SQUID-detected microtesla MRI: a new modality for tumor detection?

We are investigating the use of low-field magnetic resonance imaging with enhanced longitudinal-relaxation-time (T$_{1})$-weighted contrast to detect tumors. Our technique involves prepolarizing the sample in a magnetic field up to 0.3 T and detecting the nuclear magnetic resonance (NMR) signal at microtesla fields using a superconducting quantum interference device. This technique enables us to obtain T$_{1}$ dispersion curves and T$_{1}$-weighted contrast images in fields from 1.4 $\mu $T to 0.3 T. We have shown that for materials such as agarose gel the T$_{1}$-weighted contrast is greatly enhanced in microtesla fields.
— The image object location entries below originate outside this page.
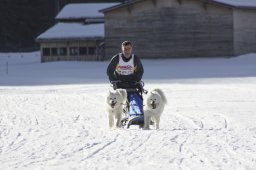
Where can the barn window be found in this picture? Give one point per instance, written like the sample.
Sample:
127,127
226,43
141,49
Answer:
46,52
92,50
83,50
73,51
62,51
54,51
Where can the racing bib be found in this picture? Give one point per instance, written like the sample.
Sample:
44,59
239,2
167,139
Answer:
125,68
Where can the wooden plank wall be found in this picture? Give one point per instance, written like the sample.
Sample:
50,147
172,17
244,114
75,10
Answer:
244,31
171,29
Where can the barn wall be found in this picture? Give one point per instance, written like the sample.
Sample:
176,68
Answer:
168,28
244,31
68,45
To investigate the use of this enhancement for tumor imaging we measured the T$_{1}$ relaxation times of healthy and cancerous tissue specimens, maintained at 4\r{ }C, shortly after their surgical removal. To minimize artifacts we measured normal and cancerous tissues simultaneously and separated their NMR signals by applying a magnetic field gradient. We present T$_{1}$ dispersion curves for several sets of samples, and discuss the applicability of this technique to \textit{in vivo} imaging. Work supported by USDOE.